Freitag, Dezember 13, 2013

Advent Tag 13: Erdnusskekse


Nach den (scharfen) Ingwerplätzchen wird es nun erdnussig. Auf den Geschmack von Erdnüssen bin ich eigentlich erst dieses Jahr gekommen durch ein Erdnussmüsli. Das Rezept will ich euch schon länger mal verraten, aber geht irgendwie immer unter. Nächstes Jahr dann. Ist ja nicht mehr so lange.


Doch erst mal die Kekse. 200 g Mehl mit 1/2 TL Natron in einer Schüssel mischen. Währenddessen 100 g Margarine (vegan), 140 g Rohrzucker und eine Prise Salz in einer anderen Schüssel cremig schlagen. Dann 1 EL Maismehl mit 3-4 EL Wasser, Vanillemark einer Vanillestange und 320 g Erdnussbutter (also bei mir war das fast das ganze Glas) unterrühren und zum Schluss die Mehlmischung dazugeben. Das ganze zu einem glatten Teig rühren, zu einer Kugel formen und in einer Frischhaltefolie für 30 Minuten in den Kühlschrank geben.

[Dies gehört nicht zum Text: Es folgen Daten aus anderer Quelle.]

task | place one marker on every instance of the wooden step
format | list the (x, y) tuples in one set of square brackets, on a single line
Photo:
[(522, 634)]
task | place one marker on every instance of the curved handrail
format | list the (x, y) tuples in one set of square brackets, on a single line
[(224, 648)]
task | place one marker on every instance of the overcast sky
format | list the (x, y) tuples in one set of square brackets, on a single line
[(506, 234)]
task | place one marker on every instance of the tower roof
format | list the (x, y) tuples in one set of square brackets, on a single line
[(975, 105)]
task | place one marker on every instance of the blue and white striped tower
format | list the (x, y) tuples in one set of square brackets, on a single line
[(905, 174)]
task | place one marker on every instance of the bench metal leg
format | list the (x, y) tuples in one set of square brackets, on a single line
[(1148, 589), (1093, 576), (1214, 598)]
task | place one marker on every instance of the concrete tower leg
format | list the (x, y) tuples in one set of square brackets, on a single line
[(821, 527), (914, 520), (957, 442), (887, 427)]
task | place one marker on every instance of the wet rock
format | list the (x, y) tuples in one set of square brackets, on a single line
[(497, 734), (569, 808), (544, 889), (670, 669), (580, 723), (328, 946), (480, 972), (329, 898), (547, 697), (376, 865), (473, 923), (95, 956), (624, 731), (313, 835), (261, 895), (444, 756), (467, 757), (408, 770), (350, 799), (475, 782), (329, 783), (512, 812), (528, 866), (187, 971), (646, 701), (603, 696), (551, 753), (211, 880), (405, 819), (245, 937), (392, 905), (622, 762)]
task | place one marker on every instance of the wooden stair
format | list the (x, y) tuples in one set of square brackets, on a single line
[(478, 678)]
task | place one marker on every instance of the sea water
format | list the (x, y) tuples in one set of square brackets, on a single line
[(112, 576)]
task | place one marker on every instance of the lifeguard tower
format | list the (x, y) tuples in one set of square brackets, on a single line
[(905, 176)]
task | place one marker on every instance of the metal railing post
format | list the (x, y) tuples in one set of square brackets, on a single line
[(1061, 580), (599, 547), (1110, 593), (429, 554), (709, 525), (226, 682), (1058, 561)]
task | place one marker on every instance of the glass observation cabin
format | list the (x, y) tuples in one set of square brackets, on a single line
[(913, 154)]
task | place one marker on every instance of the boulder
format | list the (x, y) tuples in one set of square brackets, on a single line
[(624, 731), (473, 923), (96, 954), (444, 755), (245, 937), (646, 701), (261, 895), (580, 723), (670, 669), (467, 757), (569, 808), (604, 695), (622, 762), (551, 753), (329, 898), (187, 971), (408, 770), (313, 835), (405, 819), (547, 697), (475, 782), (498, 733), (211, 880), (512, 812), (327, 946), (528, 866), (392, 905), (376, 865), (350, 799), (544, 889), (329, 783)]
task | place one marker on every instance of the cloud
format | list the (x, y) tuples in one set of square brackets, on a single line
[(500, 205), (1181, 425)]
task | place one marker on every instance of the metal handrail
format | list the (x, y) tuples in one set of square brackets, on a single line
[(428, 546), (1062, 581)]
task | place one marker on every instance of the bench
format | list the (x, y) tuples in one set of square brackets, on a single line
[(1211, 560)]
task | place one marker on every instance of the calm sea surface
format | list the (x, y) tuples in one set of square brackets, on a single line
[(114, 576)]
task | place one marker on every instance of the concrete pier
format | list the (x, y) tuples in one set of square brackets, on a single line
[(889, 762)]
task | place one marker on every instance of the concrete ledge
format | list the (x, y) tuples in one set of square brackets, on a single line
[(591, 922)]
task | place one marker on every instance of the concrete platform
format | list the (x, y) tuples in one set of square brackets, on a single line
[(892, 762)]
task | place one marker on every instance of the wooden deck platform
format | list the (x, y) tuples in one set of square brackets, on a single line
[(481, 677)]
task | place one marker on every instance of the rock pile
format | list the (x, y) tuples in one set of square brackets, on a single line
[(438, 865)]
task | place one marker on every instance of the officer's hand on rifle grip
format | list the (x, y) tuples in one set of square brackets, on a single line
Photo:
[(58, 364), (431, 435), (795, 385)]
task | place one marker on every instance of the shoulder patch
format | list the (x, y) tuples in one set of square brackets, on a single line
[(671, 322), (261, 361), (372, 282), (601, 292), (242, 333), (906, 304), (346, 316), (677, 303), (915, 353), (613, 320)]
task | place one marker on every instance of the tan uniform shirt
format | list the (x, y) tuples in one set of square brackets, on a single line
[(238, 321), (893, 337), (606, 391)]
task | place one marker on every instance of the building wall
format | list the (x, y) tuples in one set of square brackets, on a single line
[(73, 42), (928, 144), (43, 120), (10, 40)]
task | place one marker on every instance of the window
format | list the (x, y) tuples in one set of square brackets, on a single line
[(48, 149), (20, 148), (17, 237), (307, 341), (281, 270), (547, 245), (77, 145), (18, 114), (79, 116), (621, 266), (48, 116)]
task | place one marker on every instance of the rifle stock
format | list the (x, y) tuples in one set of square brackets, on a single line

Jeweils einen halben Teelöffel vom Teig abnehmen und daraus Kugeln formen. Auf ein mit Backpapier ausgelegtes Backblech legen und mit dem Ende eines Kochlöffels eine Mulde drücken. 1 TL Maismehl mit 2-3 TL Wasser mischen und damit den Rand der Kekse bestreichen. 50 g Erdnüsse fein hacken und die Kekse darin tunken, damit der Rand mit Erdnüssen leicht bedeckt ist. Das ganze für 13-15 Minuten in den Backofen bei 180 °C. Danach die Kekse abkühlen lassen.


Nun kommt noch rotes Johannisbeergelee in die kleine Mulde der Kekse. Dafür habt ihr nun mich, die ausprobiert hat, dass das wie im Rezept beschrieben eine blöde Idee ist. 80 g rotes Johannisbeergelee wird in einem kleinen Topf erhitzt bis es flüssig ist. Danach sucht ihr euch am besten etwas kleines aus der Küche mit der ihr dann die Mulden befüllen könnt. Bei mir hat es ganz gut mit der Spitze des Kartoffelschälers geklappt.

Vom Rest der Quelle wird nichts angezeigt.